Les troubles du comportement « perturbateurs », « non-productifs », sont autant de termes pour qualifier l’effraction psychique vécus par certains aidants professionnels et familiaux lors de manifestations comportementales des sujets vieillissants.

Là encore, la réponse a été souvent unique ou bien démesurée, comme au niveau de l’intensité de l’incompréhension, de l’impuissance ; quant le besoin est assez « simple » en tout cas humain et donc universel : celui d’être aimé, reconnu, respecté.

Chacun a sa propre conception de ces besoins et de la manière d’y répondre, les aidants en premier, projetant parfois leurs propres références sur les personnes qu’ils accompagnent.

  • La lecture psychomotrice du comportement du sujet âgé, avec l’évaluation de ces différentes composantes : kiné sphère, rapport à son propre corps, à celui des autres, aux objets, manières de déambuler, d’entrer en contact, …permettra de rendre intelligible cette communication non-verbale.
  • La mise en évidence des valeurs et des besoins poursuivis par celui-ci permettra de donner du sens à l’insensé.
  • Ceci permettra également d’apporter une autre dimension aux projets de soin et de vie des personnes accompagnées.

Focus sur un tableau psychomoteur : le syndrome de désadaptation psychomotrice (SDPM)

Autrefois appelé syndrome de régression psychomotrice ou syndrome post-chute, le SDPM est un des syndromes gériatriques les plus représentatifs de cette « décompensation » du développement psychomoteur. Il peut se manifester après une chute ou dans l’état avancé de maladies neurodégénératives ; traduisant à chaque fois une régression et une souffrance primitives.
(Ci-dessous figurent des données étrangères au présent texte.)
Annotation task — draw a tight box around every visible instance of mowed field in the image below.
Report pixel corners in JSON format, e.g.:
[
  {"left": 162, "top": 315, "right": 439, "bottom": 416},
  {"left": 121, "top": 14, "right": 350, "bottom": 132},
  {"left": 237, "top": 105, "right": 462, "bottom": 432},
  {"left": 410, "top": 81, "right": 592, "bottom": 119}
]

Les outils spécifiques d’évaluation et d’accompagnement du psychomotricien permettent de prévenir ce tableau clinique en favorisant la conscience corporelle élaborée au cours du développement psychomoteur :

  • Les schémas d’extension, l’hypertonie oppositionnelle, les angoisses de liquéfaction traduisent une absence de limites, un manque de contenance qui peut être accompagné par différentes techniques d’enveloppement sensoriel.
  • La rétropulsion, manifestation de la sensation de vide physique, psychique et relationnel, se régule avec des appuis et une sécurité interne donnés par la charpente osseuse.
  • Et enfin, les rétractions, les agrippements, qui peuvent être compris comme les signes d’une angoisse de morcellement, gagnent à être accompagnés par les techniques de respiration, d’enroulement et de restauration de l’axe corporel.

En repassant et en respectant ces étapes de construction du Soi, de la verticalité, des différents espaces et de l’enveloppe corporelle, il est à compter que les troubles du schéma corporel, signes de cette désorganisation, se réguleront.

L’acception médicale des « démences », la vision uniquement déficitaire, fait signer au sujet âgé son « arrêt de vie » lorsque le diagnostic est annoncé ; le regard sur le sujet va alors changer en l’espace d’un instant.

En tant que psychomotriciens, nous proposons de participer – autrement – à ce changement de regard, celui du sujet et de ses aidants, en valorisant les ressources et capacités de résilience de la personne âgée, vivante et debout devant nous, malgré toutes ces épreuves.

Pour cela, la mémoire procédurale, la mémoire corporelle et émotionnelle, piliers de la thérapie psychomotrice en sont de formidables alliés.